Home recording and general music post from the archived Yabb Recording Website Message Board. Some of the info here may be outdated but many of the audio recording and home studio tips are still good. Note: The only tags I made and attempt to convert are italics, bold, center and underline. So if you see some gibberish surrounded by brackets, just ignore it.
Recording Website Archived Yabb board Post
Febuary 2001 Yabb Message Board Archive
Subject: Music on a laptop?
by DanS | 05/10/01 at 12:40:57
I may be taking a work assignment overseas for a few months, and I want to be able to do some midi sequencing while I'm there. I doubt I'll do any hard disc recording, just midi. I plan to load up Cubase, a bunch of synth plugins, and rent a controller. Is there anything special I need to consider for a simple laptop setup? Do laptop soundcards come with the 15pin din connector for a midi y cable?
I don't plan on getting an expensive machine, very basic.
Any suggestions appreciated.
DanS :o
Subject: Re: Music on a laptop?
by jsmiggs | 05/10/01 at 15:15:02
I have used a laptop in the past for midi recording. If you are going to use a Mac you will need a small box that I believe is called a midi mac man. I allows you to plug in your midi device to the little box and has a cable that will connect to your laptop.
If you are going to use a PC there is a different box designed for the same thing. The one you will probably want has 2 midi ins and outs. It hooks up to a PC via the USB port. Almost any Laptop made within the last few years will have a USB port.
I have done alot of Midi recording using both a Mac laptop and a PC laptop. Both have worked fine. The cost of these are around 50-70 dollars
If you are considering any audio recording it gets alot more complicated. You simply cannot get a great soundcard with balanced inputs and outputs into a laptop (that I know of). You can however, purchase a external sound card (actually it is a box) that will hook up to the USB port of the laptop. These act as the soudcard for the laptop and come with balanced ins and outs. I have not tried one of these yet but wouldn't mind having one. It would be great to just take my laptop over and be able to record live audio tracks directly in from a mixer. I believe these are around $500.
Hope this was what you were asking and it helps.
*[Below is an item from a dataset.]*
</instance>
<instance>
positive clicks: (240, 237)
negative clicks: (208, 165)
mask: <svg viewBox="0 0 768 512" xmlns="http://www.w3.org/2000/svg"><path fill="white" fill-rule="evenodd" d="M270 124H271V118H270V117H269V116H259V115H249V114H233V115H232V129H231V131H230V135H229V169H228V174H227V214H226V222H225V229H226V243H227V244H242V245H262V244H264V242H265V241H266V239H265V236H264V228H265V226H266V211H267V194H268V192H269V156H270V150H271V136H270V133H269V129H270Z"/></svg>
Subject: Re: Music on a laptop?
by gribbly | 05/11/01 at 06:30:25
I use a laptop as my main recording computer (audio mainly, minimal midi).
Midi is a no-brainer on any reasonably recent laptop, although as jsmiggs pointed out you'll need an external MIDI interface. I've never seen a laptop with a 15pin connector on it (although you might check the Sony Vaio range...).
There's a lot of MIDI interfaces out there, so I won't bother listing them. They're cheap, they work. I recommend the USB ones.
Audio is also disctintly possible. I use an EgoSys WaveTerminal U2A USB audio interface, and it's truly excellent.
The real limiting factor for audio on a laptop is the laptop specs, and particularly HDD transfer rate.
Hope this helps.
gr1b.
Subject: Re: Music on a laptop?
by DanS | 05/11/01 at 07:37:02
Thanks guys. I'd forgotten about the USB port.
I will pretty much only be sequencing midi with the laptop. I may add a few VST Drum Session loops, but that's about it. The whole idea is just to keep busy with music while I'm over partying with the Swedes.
Dans ;)
Subject: Re: Music on a laptop?
by db | 05/11/01 at 11:23:10
::) Midiman has usb 1x1 or more, and single port serial, and parallel boxes available too, all parasidic (take power from the port). At less than $80, they can be found around as low as $50. I have not seen any PCMCIA cards around, though they certainly may exist. Some sequencing software comes with virtual piano, if you can't find a controller.